A matrix \( M \in \{0,1\}^{m \times n} \) is regular if the binary matroid represented by \( M \) is representable over every field. This is equivalent to requiring that the matroid is equal to the ternary matroid represented by the Camion-signed version \( M' \) of \( M \), and thus equivalent to total unimodularity of \( M' \).

Usage

The executable cmr-regular determines whether the support matrix \( M \) of a given matrix is regular.

./cmr-regular [OPTION]... FILE

Options:

-i FORMAT Format of input FILE; default: dense.
-o FORMAT Format of output matrices; default: dense.
-d Output the decomposition tree if \( M \) is regular.
n Output the elements of a minimal non-regular submatrix.
N Output a minimal non-regular submatrix.
s Print statistics about the computation to stderr.

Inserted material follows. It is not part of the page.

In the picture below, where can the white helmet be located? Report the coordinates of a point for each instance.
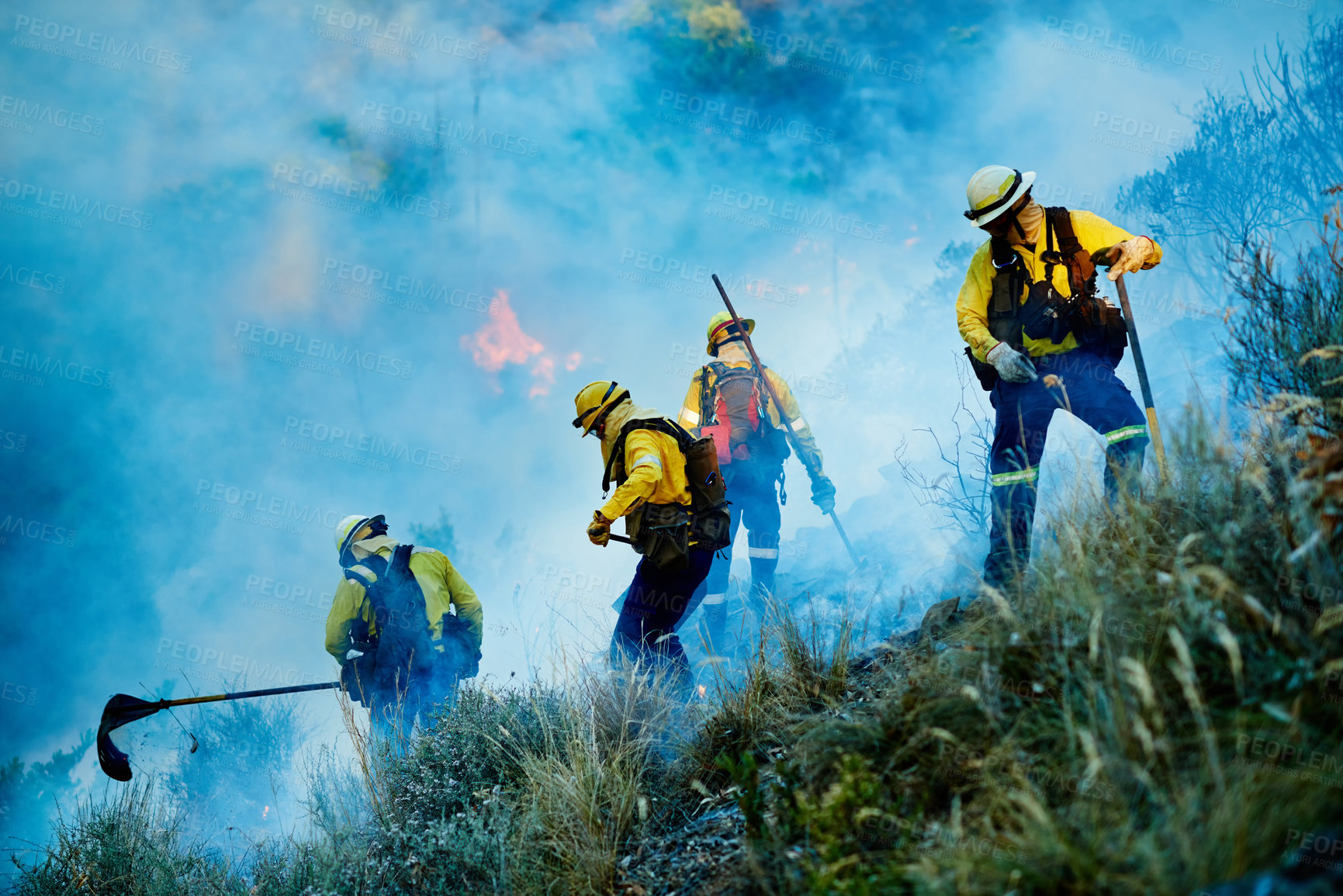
(993, 190)
(347, 528)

Formats for matrices are dense-matrix and sparse-matrix. If FILE is -, then the input will be read from stdin.

Algorithm

The implemented recognition algorithm is based on Implementation of a unimodularity test by Matthias Walter and Klaus Truemper (Mathematical Programming Computation, 2013). It is based on Seymour's decomposition theorem for regular matroids. The algorithm runs in \( \mathcal{O}( (m+n)^5 ) \) time and is a simplified version of Truemper's cubic algorithm. Please cite the following paper in case the implementation contributed to your research:

@Article{WalterT13,
  author    = {Walter, Matthias and Truemper, Klaus},
  title     = {Implementation of a unimodularity test},
  journal   = {Mathematical Programming Computation},
  year      = {2013},
  volume    = {5},
  number    = {1},
  pages     = {57--73},
  issn      = {1867-2949},
  doi       = {10.1007/s12532-012-0048-x},
  publisher = {Springer-Verlag},
}

C Interface

The functionality is defined in regular.h. The main functions are:

CMRtestBinaryRegular() tests a binary matrix for regularity.